# Marketplace on Roofing Contractors W/ Mike Holmes



## svronthmve (Aug 3, 2008)

vos said:


> With the refines what if you are just getting a established and starting the bigness? Also whats the best way to learn how to do estaminets?


Well............the FIRST step would be learning proper grammar and how to spell..................


----------



## vos (Apr 6, 2010)

I am doing what I can with spell check.


----------



## Jason-F (Jul 4, 2009)

FramingPro said:


> yea his roofers estimated my friends roof at 2x, they said it was because they use american shingles:no:, they use IKO, those are same price or cheaper
> 
> wow i just watched it, his roofers are expensive, we got ours done like theirs for $4g


 
I don't think the point trying to be brought to light here is that Mike Holmes is 2x as expensive.


----------



## Duane1982 (Dec 3, 2007)

vos said:


> I am doing what I can with spell check.

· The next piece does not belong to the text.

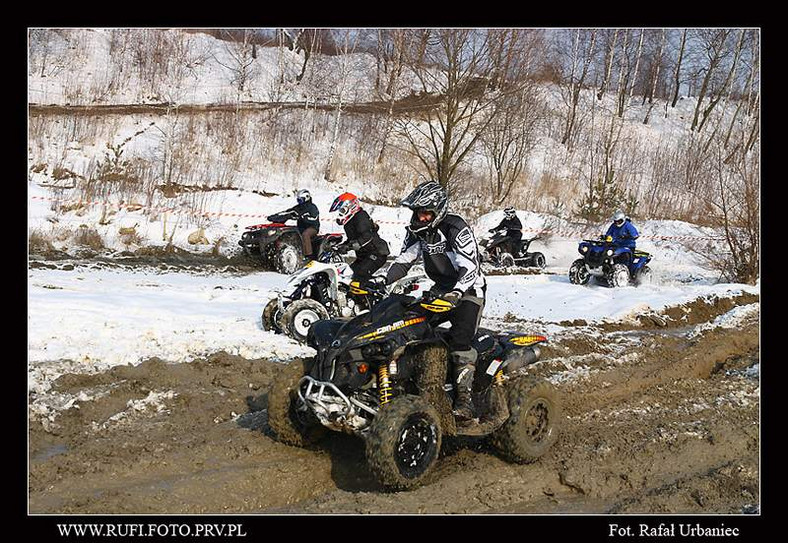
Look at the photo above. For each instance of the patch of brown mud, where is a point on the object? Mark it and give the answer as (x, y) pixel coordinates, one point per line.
(673, 429)
(698, 311)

Give the guy a break, he's from Oswego and probably has brain freeze from the 150+ inches of snow we have gotten this year...

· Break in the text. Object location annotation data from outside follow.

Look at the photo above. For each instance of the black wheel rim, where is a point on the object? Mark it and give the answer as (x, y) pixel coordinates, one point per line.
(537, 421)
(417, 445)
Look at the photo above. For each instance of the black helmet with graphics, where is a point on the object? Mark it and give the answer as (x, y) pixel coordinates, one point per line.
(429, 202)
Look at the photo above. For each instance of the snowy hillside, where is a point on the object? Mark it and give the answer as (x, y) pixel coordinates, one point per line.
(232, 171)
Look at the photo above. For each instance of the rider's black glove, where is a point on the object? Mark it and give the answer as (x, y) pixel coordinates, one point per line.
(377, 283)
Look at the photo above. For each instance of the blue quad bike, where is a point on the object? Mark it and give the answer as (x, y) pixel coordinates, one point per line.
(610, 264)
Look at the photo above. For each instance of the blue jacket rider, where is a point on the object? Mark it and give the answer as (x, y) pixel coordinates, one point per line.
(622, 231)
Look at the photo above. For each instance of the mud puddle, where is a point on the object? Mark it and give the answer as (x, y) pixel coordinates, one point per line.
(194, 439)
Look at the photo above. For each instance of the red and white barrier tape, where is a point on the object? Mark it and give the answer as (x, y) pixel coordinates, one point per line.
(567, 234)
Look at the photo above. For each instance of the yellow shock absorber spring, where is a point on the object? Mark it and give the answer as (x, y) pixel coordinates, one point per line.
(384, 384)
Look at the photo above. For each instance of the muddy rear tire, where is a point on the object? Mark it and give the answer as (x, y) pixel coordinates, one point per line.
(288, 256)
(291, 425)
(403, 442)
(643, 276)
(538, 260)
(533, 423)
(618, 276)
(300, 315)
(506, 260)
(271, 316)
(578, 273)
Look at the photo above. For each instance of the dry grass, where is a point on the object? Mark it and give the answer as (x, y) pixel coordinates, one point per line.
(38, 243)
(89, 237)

:laughing::laughing::laughing:


----------



## vos (Apr 6, 2010)

Duane1982 said:


> Give the guy a break, he's from Oswego and probably has brain freeze from the 150+ inches of snow we have gotten this year...
> 
> :laughing::laughing::laughing:


No just cant spell!:sad:


----------



## roof pro (Mar 7, 2011)

I refuse to do ROs I've tried to explain why to people who insist that's what they want. They usually tell me something like: "Let me worry about that" I reply: That's fine, but someone else will have to do it, I refuse.


----------